Prisão Domiciliar de Bolsonaro: Alexandre de Moraes aprova por por 90 dias e impõe silêncio total
A decisão do ministro Alexandre de Moraes, do Supremo Tribunal Federal, autorizou o ex-presidente Jair Bolsonaro a cumprir prisão domiciliar por 90 dias, com base em avaliação médica que aponta necessidade de recuperação fora do ambiente prisional.
O prazo passa a contar a partir da alta hospitalar, ainda sem data confirmada, e será reavaliado ao fim do período, quando o STF decidirá se mantém ou não o regime domiciliar.
Decisão considera quadro clínico e idade
Segundo o despacho, Moraes levou em conta a evolução do quadro de broncopneumonia, além das condições do sistema imunológico de pessoas idosas, que tendem a exigir mais tempo de recuperação.
O ambiente domiciliar é o mais indicado para preservação de sua saúde, diante da necessidade de recuperação que pode variar entre 45 e 90 dias
A Procuradoria-Geral da República se manifestou a favor da flexibilização, o que pesou na decisão. A defesa apresentou exames de imagem que indicariam agravamento rápido do quadro durante a internação.
Restrição total de comunicação e monitoramento
Mesmo fora da unidade prisional, Bolsonaro terá uma série de restrições impostas pelo STF.
- Uso obrigatório de tornozeleira eletrônica durante todo o período
- Proibição de utilizar celulares, smartphones ou qualquer meio de comunicação
- Vedação ao uso de redes sociais, inclusive por terceiros
- Impedimento de gravar vídeos ou áudios
As medidas mantêm o controle sobre o ex-presidente, mesmo em ambiente domiciliar, e indicam que a flexibilização não altera o regime de cumprimento da pena, apenas o local.
Internação e evolução do quadro
Bolsonaro foi internado após apresentar quadro de broncopneumonia decorrente de broncoaspiração e chegou a permanecer na Unidade de Terapia Intensiva.
O boletim médico mais recente aponta evolução favorável, com possibilidade de alta nas próximas 24 horas, caso o quadro continue estável. Ainda assim, a recuperação é descrita como lenta.
Essa não foi a primeira intercorrência desde a prisão. Em episódios anteriores, o ex-presidente apresentou sintomas como queda de pressão, tontura e chegou a sofrer um impacto na cabeça após passar mal na cela.

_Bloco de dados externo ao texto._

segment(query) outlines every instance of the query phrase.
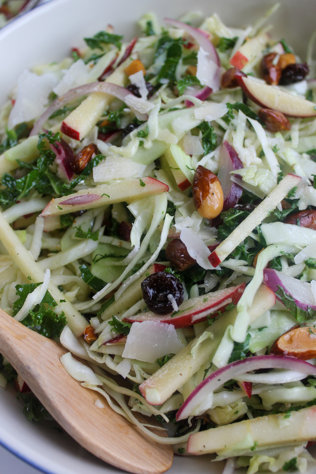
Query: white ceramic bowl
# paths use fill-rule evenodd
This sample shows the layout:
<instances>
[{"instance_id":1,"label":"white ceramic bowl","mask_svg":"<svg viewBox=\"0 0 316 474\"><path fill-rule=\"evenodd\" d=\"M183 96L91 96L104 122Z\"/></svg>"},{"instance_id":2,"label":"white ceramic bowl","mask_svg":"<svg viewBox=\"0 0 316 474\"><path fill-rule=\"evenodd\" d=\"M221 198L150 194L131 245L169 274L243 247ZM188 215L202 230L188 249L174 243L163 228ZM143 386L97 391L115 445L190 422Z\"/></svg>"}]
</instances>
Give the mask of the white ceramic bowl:
<instances>
[{"instance_id":1,"label":"white ceramic bowl","mask_svg":"<svg viewBox=\"0 0 316 474\"><path fill-rule=\"evenodd\" d=\"M25 68L58 61L72 46L80 46L110 23L127 39L135 33L135 24L145 12L176 18L189 10L206 15L217 12L229 26L253 23L271 2L270 0L54 0L6 26L0 31L0 104ZM315 0L281 0L272 22L276 37L286 37L296 52L305 57L306 46L315 28ZM272 32L272 34L273 31ZM0 443L22 459L52 474L121 472L97 459L74 441L45 423L29 423L16 399L16 392L0 389ZM69 397L70 403L75 403ZM170 474L221 473L223 463L210 464L209 456L175 456ZM0 472L1 468L0 467ZM315 472L312 467L310 472Z\"/></svg>"}]
</instances>

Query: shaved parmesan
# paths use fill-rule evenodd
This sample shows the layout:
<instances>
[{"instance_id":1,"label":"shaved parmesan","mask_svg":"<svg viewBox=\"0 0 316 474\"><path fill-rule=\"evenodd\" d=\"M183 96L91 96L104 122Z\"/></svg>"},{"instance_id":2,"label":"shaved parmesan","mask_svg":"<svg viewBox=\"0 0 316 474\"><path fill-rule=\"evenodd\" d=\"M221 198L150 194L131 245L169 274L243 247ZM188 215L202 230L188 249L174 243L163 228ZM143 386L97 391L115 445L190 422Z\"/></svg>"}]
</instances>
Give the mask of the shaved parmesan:
<instances>
[{"instance_id":1,"label":"shaved parmesan","mask_svg":"<svg viewBox=\"0 0 316 474\"><path fill-rule=\"evenodd\" d=\"M145 168L145 164L136 163L130 158L110 155L94 167L93 179L96 182L105 182L112 179L140 177Z\"/></svg>"},{"instance_id":2,"label":"shaved parmesan","mask_svg":"<svg viewBox=\"0 0 316 474\"><path fill-rule=\"evenodd\" d=\"M217 104L215 102L208 103L203 107L197 107L194 110L194 117L198 120L205 120L210 122L220 118L227 113L228 109L226 104Z\"/></svg>"},{"instance_id":3,"label":"shaved parmesan","mask_svg":"<svg viewBox=\"0 0 316 474\"><path fill-rule=\"evenodd\" d=\"M53 90L60 97L71 89L78 87L89 82L88 69L82 59L78 59L64 73L63 79Z\"/></svg>"},{"instance_id":4,"label":"shaved parmesan","mask_svg":"<svg viewBox=\"0 0 316 474\"><path fill-rule=\"evenodd\" d=\"M8 128L13 128L44 113L48 95L58 82L57 76L52 73L38 76L26 69L18 81L17 98L10 113Z\"/></svg>"},{"instance_id":5,"label":"shaved parmesan","mask_svg":"<svg viewBox=\"0 0 316 474\"><path fill-rule=\"evenodd\" d=\"M174 326L156 321L134 323L127 336L123 357L154 362L169 354L177 354L183 346Z\"/></svg>"},{"instance_id":6,"label":"shaved parmesan","mask_svg":"<svg viewBox=\"0 0 316 474\"><path fill-rule=\"evenodd\" d=\"M198 51L197 77L205 86L208 86L216 92L220 87L220 68L209 58L208 53L200 46Z\"/></svg>"},{"instance_id":7,"label":"shaved parmesan","mask_svg":"<svg viewBox=\"0 0 316 474\"><path fill-rule=\"evenodd\" d=\"M17 321L22 321L25 318L26 318L30 311L35 308L36 304L41 302L48 287L50 276L50 270L47 268L44 275L44 282L32 293L28 293L23 306L14 316L15 319Z\"/></svg>"},{"instance_id":8,"label":"shaved parmesan","mask_svg":"<svg viewBox=\"0 0 316 474\"><path fill-rule=\"evenodd\" d=\"M126 105L141 114L148 113L155 106L152 102L136 97L132 94L126 96L125 100Z\"/></svg>"},{"instance_id":9,"label":"shaved parmesan","mask_svg":"<svg viewBox=\"0 0 316 474\"><path fill-rule=\"evenodd\" d=\"M102 384L92 369L74 359L70 352L62 356L60 361L66 372L75 380L94 385Z\"/></svg>"},{"instance_id":10,"label":"shaved parmesan","mask_svg":"<svg viewBox=\"0 0 316 474\"><path fill-rule=\"evenodd\" d=\"M183 228L181 231L180 239L185 245L189 255L197 261L200 266L206 270L214 269L208 258L211 252L196 232L188 228Z\"/></svg>"},{"instance_id":11,"label":"shaved parmesan","mask_svg":"<svg viewBox=\"0 0 316 474\"><path fill-rule=\"evenodd\" d=\"M146 87L146 82L144 77L144 73L141 70L135 74L132 74L128 78L132 84L138 88L139 93L142 99L144 100L147 99L148 91Z\"/></svg>"}]
</instances>

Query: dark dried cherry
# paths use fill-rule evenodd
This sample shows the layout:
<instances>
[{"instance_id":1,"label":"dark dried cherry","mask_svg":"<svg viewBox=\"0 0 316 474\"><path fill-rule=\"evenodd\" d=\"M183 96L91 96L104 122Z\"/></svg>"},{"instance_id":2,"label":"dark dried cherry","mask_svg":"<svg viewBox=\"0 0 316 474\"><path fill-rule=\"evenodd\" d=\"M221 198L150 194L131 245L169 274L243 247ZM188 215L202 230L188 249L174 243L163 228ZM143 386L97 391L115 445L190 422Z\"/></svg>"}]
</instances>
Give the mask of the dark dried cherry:
<instances>
[{"instance_id":1,"label":"dark dried cherry","mask_svg":"<svg viewBox=\"0 0 316 474\"><path fill-rule=\"evenodd\" d=\"M183 272L197 262L189 255L185 244L180 238L174 238L168 244L166 256L171 264Z\"/></svg>"},{"instance_id":2,"label":"dark dried cherry","mask_svg":"<svg viewBox=\"0 0 316 474\"><path fill-rule=\"evenodd\" d=\"M308 227L316 230L316 210L307 209L306 210L299 211L287 217L283 222L300 226L301 227Z\"/></svg>"},{"instance_id":3,"label":"dark dried cherry","mask_svg":"<svg viewBox=\"0 0 316 474\"><path fill-rule=\"evenodd\" d=\"M141 287L147 308L156 314L168 314L173 311L169 295L172 295L178 306L183 301L182 283L171 273L157 272L152 273L142 282Z\"/></svg>"},{"instance_id":4,"label":"dark dried cherry","mask_svg":"<svg viewBox=\"0 0 316 474\"><path fill-rule=\"evenodd\" d=\"M238 87L238 84L237 80L237 76L246 76L240 69L237 67L231 67L224 73L221 79L221 87L222 89L233 89Z\"/></svg>"},{"instance_id":5,"label":"dark dried cherry","mask_svg":"<svg viewBox=\"0 0 316 474\"><path fill-rule=\"evenodd\" d=\"M128 91L129 91L130 92L131 92L132 94L134 94L134 95L136 96L136 97L141 97L140 94L139 93L139 90L138 89L138 88L134 84L130 84L129 85L126 86L126 88ZM155 91L155 88L152 84L151 84L150 82L146 82L146 88L148 91L147 97L147 99L149 99L149 97L151 97Z\"/></svg>"},{"instance_id":6,"label":"dark dried cherry","mask_svg":"<svg viewBox=\"0 0 316 474\"><path fill-rule=\"evenodd\" d=\"M132 224L130 222L126 222L122 220L117 229L117 235L123 240L130 240Z\"/></svg>"},{"instance_id":7,"label":"dark dried cherry","mask_svg":"<svg viewBox=\"0 0 316 474\"><path fill-rule=\"evenodd\" d=\"M128 135L129 133L132 132L133 130L135 128L137 128L140 126L139 124L135 123L134 122L132 122L131 123L129 123L125 128L123 129L123 133L122 134L122 138L125 138L126 135Z\"/></svg>"},{"instance_id":8,"label":"dark dried cherry","mask_svg":"<svg viewBox=\"0 0 316 474\"><path fill-rule=\"evenodd\" d=\"M307 63L301 64L289 64L282 71L281 78L279 83L286 86L303 81L309 72Z\"/></svg>"}]
</instances>

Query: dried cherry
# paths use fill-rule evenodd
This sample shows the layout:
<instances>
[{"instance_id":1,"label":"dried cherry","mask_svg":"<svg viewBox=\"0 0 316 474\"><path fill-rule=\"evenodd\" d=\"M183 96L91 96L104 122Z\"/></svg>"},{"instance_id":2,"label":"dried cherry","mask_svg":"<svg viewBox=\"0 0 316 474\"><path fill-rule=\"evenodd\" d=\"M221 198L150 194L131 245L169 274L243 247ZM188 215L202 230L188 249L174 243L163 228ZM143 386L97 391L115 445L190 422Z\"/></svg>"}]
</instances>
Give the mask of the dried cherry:
<instances>
[{"instance_id":1,"label":"dried cherry","mask_svg":"<svg viewBox=\"0 0 316 474\"><path fill-rule=\"evenodd\" d=\"M307 63L301 64L289 64L282 71L281 78L279 83L286 86L303 81L309 72Z\"/></svg>"},{"instance_id":2,"label":"dried cherry","mask_svg":"<svg viewBox=\"0 0 316 474\"><path fill-rule=\"evenodd\" d=\"M189 255L185 244L180 238L174 238L168 244L166 256L172 265L181 272L187 270L196 263Z\"/></svg>"},{"instance_id":3,"label":"dried cherry","mask_svg":"<svg viewBox=\"0 0 316 474\"><path fill-rule=\"evenodd\" d=\"M157 272L152 273L142 282L141 287L147 308L156 314L168 314L173 310L168 295L172 295L178 306L183 301L182 284L171 273Z\"/></svg>"}]
</instances>

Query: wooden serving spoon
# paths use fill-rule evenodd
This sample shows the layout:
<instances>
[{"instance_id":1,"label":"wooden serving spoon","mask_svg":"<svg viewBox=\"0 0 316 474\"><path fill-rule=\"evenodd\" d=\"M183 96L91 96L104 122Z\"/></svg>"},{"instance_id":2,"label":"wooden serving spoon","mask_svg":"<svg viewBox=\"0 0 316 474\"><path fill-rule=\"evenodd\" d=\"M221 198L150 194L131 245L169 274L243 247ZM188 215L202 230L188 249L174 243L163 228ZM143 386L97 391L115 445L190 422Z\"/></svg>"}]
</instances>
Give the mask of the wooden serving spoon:
<instances>
[{"instance_id":1,"label":"wooden serving spoon","mask_svg":"<svg viewBox=\"0 0 316 474\"><path fill-rule=\"evenodd\" d=\"M171 467L171 446L148 438L106 401L102 410L95 405L99 395L82 387L62 365L60 357L67 351L60 344L26 328L2 310L0 328L0 352L79 444L116 467L137 474L158 474Z\"/></svg>"}]
</instances>

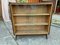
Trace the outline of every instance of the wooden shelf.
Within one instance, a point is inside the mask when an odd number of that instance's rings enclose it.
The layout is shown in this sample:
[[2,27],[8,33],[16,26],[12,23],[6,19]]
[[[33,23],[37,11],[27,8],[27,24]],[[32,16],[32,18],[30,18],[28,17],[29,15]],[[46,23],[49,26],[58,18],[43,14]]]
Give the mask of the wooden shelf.
[[33,26],[33,25],[48,25],[48,23],[27,23],[27,24],[15,24],[15,26]]
[[50,5],[52,2],[41,2],[41,3],[10,3],[11,5]]
[[43,14],[13,14],[13,16],[47,16],[50,15],[49,13],[43,13]]
[[39,34],[48,34],[48,31],[46,30],[35,30],[35,31],[20,31],[20,30],[17,30],[16,31],[16,34],[15,35],[39,35]]

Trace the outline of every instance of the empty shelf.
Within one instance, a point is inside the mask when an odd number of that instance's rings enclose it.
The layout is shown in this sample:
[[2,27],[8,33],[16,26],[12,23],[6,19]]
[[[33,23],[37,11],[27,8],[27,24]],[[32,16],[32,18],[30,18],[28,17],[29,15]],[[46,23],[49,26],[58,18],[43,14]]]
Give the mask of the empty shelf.
[[53,4],[52,2],[41,2],[41,3],[11,3],[11,5],[50,5]]

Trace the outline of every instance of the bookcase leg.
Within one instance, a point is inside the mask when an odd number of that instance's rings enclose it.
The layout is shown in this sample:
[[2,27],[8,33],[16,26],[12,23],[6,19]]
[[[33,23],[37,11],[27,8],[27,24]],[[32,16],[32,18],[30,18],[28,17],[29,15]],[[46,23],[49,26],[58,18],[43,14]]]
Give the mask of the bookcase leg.
[[46,39],[48,39],[48,35],[46,34]]
[[15,36],[15,40],[17,40],[17,35]]

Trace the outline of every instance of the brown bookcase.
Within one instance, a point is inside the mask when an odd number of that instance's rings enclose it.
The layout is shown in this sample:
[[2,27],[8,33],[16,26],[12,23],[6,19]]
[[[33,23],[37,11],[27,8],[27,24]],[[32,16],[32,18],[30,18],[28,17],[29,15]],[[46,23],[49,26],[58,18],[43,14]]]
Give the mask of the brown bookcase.
[[10,3],[14,35],[47,35],[50,33],[52,3]]

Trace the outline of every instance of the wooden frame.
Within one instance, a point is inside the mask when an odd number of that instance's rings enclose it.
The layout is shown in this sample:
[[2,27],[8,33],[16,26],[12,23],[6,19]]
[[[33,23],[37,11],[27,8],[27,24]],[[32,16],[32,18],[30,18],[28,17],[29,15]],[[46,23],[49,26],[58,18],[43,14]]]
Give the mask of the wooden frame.
[[1,5],[1,0],[0,0],[0,19],[2,19],[2,5]]
[[10,7],[14,35],[42,34],[47,38],[52,17],[53,4],[51,2],[10,3]]

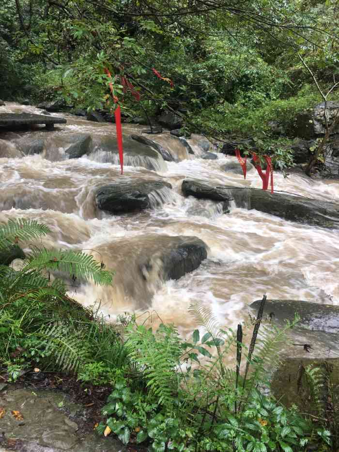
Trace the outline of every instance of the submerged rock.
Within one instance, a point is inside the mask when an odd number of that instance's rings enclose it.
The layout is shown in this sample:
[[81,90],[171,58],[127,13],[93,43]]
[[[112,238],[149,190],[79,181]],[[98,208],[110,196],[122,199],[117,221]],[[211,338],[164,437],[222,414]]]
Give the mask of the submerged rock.
[[164,195],[162,191],[171,188],[161,180],[119,182],[98,188],[95,203],[99,210],[111,214],[143,210],[158,204]]
[[204,160],[216,160],[218,156],[216,154],[213,152],[205,152],[201,156],[201,158]]
[[308,199],[284,193],[271,193],[258,188],[216,186],[198,180],[183,182],[184,195],[196,198],[226,201],[234,199],[237,207],[260,212],[327,229],[339,228],[339,203]]
[[[339,358],[285,359],[274,373],[271,387],[276,398],[285,406],[295,404],[302,412],[318,416],[319,405],[315,403],[312,388],[305,373],[305,369],[309,366],[319,369],[317,371],[320,380],[318,404],[324,409],[328,408],[329,404],[337,405],[339,402]],[[334,399],[331,400],[332,397]]]
[[160,280],[178,280],[197,268],[207,257],[207,246],[200,239],[179,235],[170,240],[169,249],[154,253],[140,264],[146,281],[154,278],[154,272]]
[[92,139],[89,133],[74,133],[68,140],[71,144],[65,152],[69,158],[78,158],[90,153]]
[[143,137],[142,135],[137,135],[132,134],[131,135],[131,138],[143,144],[146,144],[149,146],[152,149],[155,149],[161,156],[165,162],[173,162],[174,158],[170,154],[170,153],[161,146],[158,143],[157,143],[154,140],[147,138],[146,137]]
[[[118,164],[119,152],[116,139],[111,135],[93,136],[93,151],[90,158],[102,163]],[[166,164],[156,151],[129,137],[123,137],[123,161],[126,165],[141,166],[148,170],[159,171]]]
[[159,124],[170,130],[179,129],[183,124],[182,118],[170,112],[163,113],[158,116],[157,121]]
[[[254,165],[248,161],[246,162],[246,171],[248,172],[254,168]],[[228,162],[221,167],[226,172],[232,172],[235,174],[242,174],[243,170],[239,162]]]
[[[250,307],[257,310],[260,300],[253,302]],[[267,300],[264,314],[282,324],[286,320],[292,321],[297,314],[300,320],[298,327],[311,331],[339,333],[339,306],[321,304],[301,300]]]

Histórico recente e mudança de entendimento
No início de março, Moraes havia negado pedido semelhante de prisão domiciliar, sob o argumento de que a medida é excepcional e não havia requisitos naquele momento.
O ministro também citou, à época, a intensa rotina de visitas e o acompanhamento médico constante na unidade prisional como indicativos de estabilidade.
A mudança de entendimento ocorreu após a internação e a evolução clínica, considerada mais grave do que o quadro anterior.
Condenação e situação atual
Bolsonaro cumpre pena de 27 anos e três meses por tentativa de golpe de Estado e estava detido em uma ala específica do Complexo Penitenciário da Papuda, em Brasília.
O local dispõe de estrutura com acompanhamento médico, fisioterapia e suporte contínuo, além de área adaptada para necessidades de saúde.
A transferência para prisão domiciliar não altera a condenação, mas cria um novo cenário que dependerá de avaliação médica futura e de nova decisão do STF ao fim dos 90 dias.